In Baltimore, Cassandra Sneed Ogden isn't a household name. But her son is.

He's Jonathan Ogden, the 320-pound, 6-foot-8 lineman who was this year's No. 1 draft pick of the Baltimore Ravens.

These days, Jonathan works through the trials of his first National Football League training camp. His mother is faced with an assignment no less daunting.

The elder Ogden is executive director of the Council on Legal Education Opportunity, a nonprofit organization designed to give financial and moral support to minority and low-income law students.

These are lean times for CLEO. This year, Congress stripped it of $2.9 million, money that amounted to about 95 percent of the organization's annual budget.

It's Ogden's job to find another way to pay for CLEO's varied programs, which range from scholarships to a "summer institute" where students get instruction from law professors.

She's confident she can do just that.

"The goal is to get back the $2.9 million we have lost," Ogden says. "We're not going to do that overnight. It's a long-range goal."

Ogden already has shown a penchant for thinking creatively. She has scheduled a fund-raiser for CLEO in Baltimore Sept. 30. A drawing card will be her son, who also will make a sizable contribution to the group.

Ogden says Jonathan is a ardent supporter of CLEO -- and his mother. "Right now, Jonathan's focus is on doing his best on the offensive line for the Ravens," his mother says. "When he has time, he'll support me in my efforts to help kids. He understands how committed I am."

Ogden is not alone in singing the praises of CLEO, which is based in Washington.

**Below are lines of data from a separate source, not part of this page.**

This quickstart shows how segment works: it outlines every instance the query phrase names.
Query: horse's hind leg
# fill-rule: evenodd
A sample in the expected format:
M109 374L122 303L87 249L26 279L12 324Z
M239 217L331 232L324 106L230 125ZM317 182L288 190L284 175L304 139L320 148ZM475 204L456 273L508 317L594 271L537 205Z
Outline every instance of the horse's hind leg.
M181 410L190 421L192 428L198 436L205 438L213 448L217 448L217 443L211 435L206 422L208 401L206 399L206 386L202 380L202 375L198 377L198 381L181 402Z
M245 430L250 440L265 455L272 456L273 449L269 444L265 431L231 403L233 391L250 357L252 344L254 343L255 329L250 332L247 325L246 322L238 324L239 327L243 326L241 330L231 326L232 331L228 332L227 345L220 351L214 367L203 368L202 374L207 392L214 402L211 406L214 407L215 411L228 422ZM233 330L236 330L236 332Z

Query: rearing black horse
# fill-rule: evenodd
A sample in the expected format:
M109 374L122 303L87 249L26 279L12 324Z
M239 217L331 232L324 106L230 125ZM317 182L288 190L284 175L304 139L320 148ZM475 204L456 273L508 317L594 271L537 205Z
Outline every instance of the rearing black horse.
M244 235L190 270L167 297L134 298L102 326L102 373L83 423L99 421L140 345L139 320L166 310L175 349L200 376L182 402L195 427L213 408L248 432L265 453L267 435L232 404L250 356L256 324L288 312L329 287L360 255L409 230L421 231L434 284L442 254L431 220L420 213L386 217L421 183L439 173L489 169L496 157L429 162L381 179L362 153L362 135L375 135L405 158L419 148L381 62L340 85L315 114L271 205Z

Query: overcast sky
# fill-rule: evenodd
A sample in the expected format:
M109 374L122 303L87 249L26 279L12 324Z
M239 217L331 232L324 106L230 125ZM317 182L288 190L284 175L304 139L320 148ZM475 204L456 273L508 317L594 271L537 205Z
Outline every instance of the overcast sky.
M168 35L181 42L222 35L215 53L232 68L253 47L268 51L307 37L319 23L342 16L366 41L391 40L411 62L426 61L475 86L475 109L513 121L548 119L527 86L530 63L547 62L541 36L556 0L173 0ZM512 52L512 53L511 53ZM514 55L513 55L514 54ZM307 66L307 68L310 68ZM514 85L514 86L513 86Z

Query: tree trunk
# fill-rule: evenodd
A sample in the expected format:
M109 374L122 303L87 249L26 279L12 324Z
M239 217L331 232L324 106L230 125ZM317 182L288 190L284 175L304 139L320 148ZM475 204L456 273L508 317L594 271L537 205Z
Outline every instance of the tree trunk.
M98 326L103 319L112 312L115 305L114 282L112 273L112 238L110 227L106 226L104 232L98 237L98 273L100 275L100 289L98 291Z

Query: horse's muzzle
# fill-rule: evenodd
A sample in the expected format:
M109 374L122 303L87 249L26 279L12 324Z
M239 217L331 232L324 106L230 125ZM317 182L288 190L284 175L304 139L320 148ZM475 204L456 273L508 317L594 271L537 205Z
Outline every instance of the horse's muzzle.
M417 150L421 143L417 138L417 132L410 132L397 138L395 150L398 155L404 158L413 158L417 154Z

Those who have graduated from the program say its help was invaluable.

Baltimore lawyer Ada E. Cherry-Mahoi began her legal education with CLEO. She attended an intensive, six-week orientation program in the summer of 1981. Later, she received scholarship checks from CLEO during her years at the University of Maryland Law School.

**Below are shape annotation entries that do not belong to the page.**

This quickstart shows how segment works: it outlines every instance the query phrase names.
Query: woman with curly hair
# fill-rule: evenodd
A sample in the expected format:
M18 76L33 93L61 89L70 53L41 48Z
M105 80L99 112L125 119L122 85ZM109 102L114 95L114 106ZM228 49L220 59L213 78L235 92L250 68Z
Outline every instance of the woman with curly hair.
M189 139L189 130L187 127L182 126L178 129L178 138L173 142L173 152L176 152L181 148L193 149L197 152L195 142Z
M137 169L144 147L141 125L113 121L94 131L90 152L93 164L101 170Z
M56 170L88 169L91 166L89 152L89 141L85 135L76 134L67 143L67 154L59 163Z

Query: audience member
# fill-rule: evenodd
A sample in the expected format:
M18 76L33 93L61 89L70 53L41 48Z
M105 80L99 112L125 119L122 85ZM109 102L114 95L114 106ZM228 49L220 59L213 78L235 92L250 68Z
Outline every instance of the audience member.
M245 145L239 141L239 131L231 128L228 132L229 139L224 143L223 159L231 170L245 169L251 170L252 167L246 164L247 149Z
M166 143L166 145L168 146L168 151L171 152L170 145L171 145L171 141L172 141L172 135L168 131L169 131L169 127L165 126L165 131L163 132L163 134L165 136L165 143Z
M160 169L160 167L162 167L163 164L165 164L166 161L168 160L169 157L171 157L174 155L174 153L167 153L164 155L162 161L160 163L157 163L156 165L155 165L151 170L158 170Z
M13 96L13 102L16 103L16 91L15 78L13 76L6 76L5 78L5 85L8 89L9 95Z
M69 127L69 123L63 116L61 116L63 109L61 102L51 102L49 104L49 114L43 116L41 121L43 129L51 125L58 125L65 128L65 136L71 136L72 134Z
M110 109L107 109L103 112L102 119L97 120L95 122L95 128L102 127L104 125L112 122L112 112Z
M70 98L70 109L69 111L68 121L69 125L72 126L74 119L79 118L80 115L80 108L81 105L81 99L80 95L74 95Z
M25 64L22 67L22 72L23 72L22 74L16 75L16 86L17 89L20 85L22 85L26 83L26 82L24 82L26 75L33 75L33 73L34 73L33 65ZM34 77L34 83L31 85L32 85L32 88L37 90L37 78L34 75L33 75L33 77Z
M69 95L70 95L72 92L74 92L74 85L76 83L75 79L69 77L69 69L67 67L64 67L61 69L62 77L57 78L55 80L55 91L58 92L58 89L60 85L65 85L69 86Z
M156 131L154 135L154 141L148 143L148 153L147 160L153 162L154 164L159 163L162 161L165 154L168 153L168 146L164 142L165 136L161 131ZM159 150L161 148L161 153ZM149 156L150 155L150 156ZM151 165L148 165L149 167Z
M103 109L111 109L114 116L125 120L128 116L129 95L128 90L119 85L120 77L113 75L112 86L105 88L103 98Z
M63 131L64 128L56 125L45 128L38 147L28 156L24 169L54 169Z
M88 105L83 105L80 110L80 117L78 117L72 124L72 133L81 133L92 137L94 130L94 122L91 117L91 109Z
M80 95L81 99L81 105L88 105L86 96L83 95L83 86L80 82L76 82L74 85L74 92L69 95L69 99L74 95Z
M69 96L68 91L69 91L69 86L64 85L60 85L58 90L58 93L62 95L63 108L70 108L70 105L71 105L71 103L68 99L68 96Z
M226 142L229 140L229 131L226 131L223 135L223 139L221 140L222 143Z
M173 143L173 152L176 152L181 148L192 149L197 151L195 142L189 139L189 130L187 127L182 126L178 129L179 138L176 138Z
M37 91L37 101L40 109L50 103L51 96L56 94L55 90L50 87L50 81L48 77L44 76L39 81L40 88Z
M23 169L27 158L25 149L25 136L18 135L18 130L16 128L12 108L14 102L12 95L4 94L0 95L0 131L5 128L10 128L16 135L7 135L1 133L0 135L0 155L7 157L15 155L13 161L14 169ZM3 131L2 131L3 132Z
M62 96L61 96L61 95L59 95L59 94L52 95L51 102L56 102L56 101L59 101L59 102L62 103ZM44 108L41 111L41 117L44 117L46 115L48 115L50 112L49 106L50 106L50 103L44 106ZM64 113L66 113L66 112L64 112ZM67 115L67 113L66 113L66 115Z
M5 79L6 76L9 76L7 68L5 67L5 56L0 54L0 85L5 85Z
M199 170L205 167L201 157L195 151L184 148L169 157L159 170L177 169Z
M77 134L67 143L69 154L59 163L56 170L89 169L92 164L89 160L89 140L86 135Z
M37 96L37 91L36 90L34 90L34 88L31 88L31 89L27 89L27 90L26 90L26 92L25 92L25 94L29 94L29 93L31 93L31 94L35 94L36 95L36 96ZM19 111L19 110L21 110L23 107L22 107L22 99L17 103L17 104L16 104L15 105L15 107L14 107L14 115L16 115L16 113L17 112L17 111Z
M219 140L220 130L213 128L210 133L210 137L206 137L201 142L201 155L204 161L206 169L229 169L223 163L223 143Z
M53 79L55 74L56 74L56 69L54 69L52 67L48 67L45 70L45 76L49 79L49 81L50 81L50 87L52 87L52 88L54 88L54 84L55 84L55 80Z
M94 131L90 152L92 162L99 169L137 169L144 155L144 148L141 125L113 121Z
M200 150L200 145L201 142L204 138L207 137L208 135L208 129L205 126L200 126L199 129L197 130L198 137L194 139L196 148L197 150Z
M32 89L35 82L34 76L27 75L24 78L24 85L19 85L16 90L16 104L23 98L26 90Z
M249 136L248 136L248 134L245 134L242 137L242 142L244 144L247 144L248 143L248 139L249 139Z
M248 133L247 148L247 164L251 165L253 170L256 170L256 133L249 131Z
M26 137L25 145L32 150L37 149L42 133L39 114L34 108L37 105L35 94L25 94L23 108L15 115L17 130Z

Now, she's one of the program's most ardent supporters.

"CLEO is the kind of program people who don't like investing in the poor should love," says Cherry-Mahoi, who works for the Maryland Disability Law Center. "It's designed to enhance possibilities for people who have been economically underprivileged or face another obstacle."

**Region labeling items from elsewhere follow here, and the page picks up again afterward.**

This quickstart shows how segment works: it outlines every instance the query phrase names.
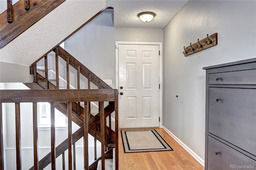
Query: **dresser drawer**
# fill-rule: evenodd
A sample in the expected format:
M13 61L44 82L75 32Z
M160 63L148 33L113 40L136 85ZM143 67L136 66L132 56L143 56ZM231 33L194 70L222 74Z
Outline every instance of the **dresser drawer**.
M210 136L208 136L207 156L208 170L249 169L249 166L251 169L253 168L252 166L256 168L256 161ZM238 166L241 166L241 168Z
M208 132L256 156L256 89L209 87L208 100Z
M256 85L256 69L209 74L209 84Z

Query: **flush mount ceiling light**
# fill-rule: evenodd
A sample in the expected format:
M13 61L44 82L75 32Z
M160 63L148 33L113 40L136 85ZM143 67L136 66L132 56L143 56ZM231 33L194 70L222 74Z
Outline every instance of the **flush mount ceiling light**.
M155 16L156 14L152 12L143 12L138 14L140 20L146 23L150 21Z

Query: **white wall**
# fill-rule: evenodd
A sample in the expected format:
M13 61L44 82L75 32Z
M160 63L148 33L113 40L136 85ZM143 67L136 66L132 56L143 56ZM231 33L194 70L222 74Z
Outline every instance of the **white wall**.
M203 159L202 67L256 57L256 6L254 0L191 0L164 29L164 126ZM184 46L215 32L217 45L184 57Z
M0 61L0 83L31 83L29 67Z
M113 10L107 9L65 42L65 48L115 88L115 42L163 42L162 29L114 28Z

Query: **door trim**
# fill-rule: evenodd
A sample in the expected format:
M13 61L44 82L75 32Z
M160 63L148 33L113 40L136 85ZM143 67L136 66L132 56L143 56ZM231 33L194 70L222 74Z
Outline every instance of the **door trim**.
M158 45L159 46L159 84L160 89L159 89L159 117L160 121L159 122L159 127L162 128L163 126L163 45L162 43L160 42L116 42L115 48L116 55L116 88L119 90L119 56L118 56L118 45ZM119 95L118 95L118 100L119 100ZM119 105L118 105L119 107ZM119 108L118 108L119 109ZM118 113L118 114L119 113ZM119 115L118 115L119 116ZM119 125L118 125L118 128Z

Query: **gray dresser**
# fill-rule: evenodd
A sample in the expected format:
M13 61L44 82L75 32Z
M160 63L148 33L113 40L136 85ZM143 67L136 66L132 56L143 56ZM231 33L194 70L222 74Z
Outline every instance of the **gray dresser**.
M256 58L207 67L206 170L256 170Z

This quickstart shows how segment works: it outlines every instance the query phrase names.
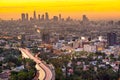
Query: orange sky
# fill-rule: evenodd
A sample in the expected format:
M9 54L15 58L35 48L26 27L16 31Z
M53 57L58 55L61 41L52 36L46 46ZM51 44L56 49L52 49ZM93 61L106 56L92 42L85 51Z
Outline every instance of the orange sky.
M120 0L0 0L0 18L18 19L22 12L33 11L50 17L62 14L80 19L86 14L90 19L120 19Z

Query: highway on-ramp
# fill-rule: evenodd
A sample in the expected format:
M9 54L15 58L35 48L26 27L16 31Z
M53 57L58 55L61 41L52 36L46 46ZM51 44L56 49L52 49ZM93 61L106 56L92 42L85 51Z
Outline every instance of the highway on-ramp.
M37 57L34 57L28 49L19 48L22 53L22 56L25 58L30 58L36 62L36 67L39 69L39 80L54 80L53 73L49 67L42 63Z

In its 27 years, CLEO has helped hundreds of aspiring young lawyers. The competition for spots in its various programs can be intense. Each year, about 1,500 students apply to CLEO's summer institute program, hoping to gain one of 120 slots.

Many are minorities, but the program also offers help to students who are not minorities but come from poor backgrounds.

This year, CLEO institutes were held at the University of Richmond, Dickinson College in Carlisle, Pa., and Valparaiso University in Valparaiso, Ind. At each school, students took courses in traditional, first-year law school subjects, including torts, contracts and property. The instructors were law school professors, spending their summer vacations in front of eager students.

Some of the students already have been accepted to law schools. Others are hoping a strong showing at the CLEO institute will catch the attention of a law school admissions official and win them a spot in a future class.

Without federal dollars, CLEO turned to the nation's law schools to pay for the summer program. About 85 made contributions, Ogden says, including the law schools at the University of Baltimore and the University of Maryland.

Now, Ogden, a Georgetown law graduate who got her job at CLEO 10 months ago, is trying to come up with money to kick-start CLEO's scholarship program. That one was suspended when federal funding dried up.

Ogden says she hears from students now in law school who were depending on the money. She tells them not to worry.

"We have about 250 students who will be in their second or third years [of school] in August," she says. "Last year, we gave those students $6,000 a year. This year, it disappeared.

"Law schools are trying to assist many of them in taking out larger loans. I tell them they have now made it through their first year of law school, so they are no longer disadvantaged. They will find a way to realize their goals."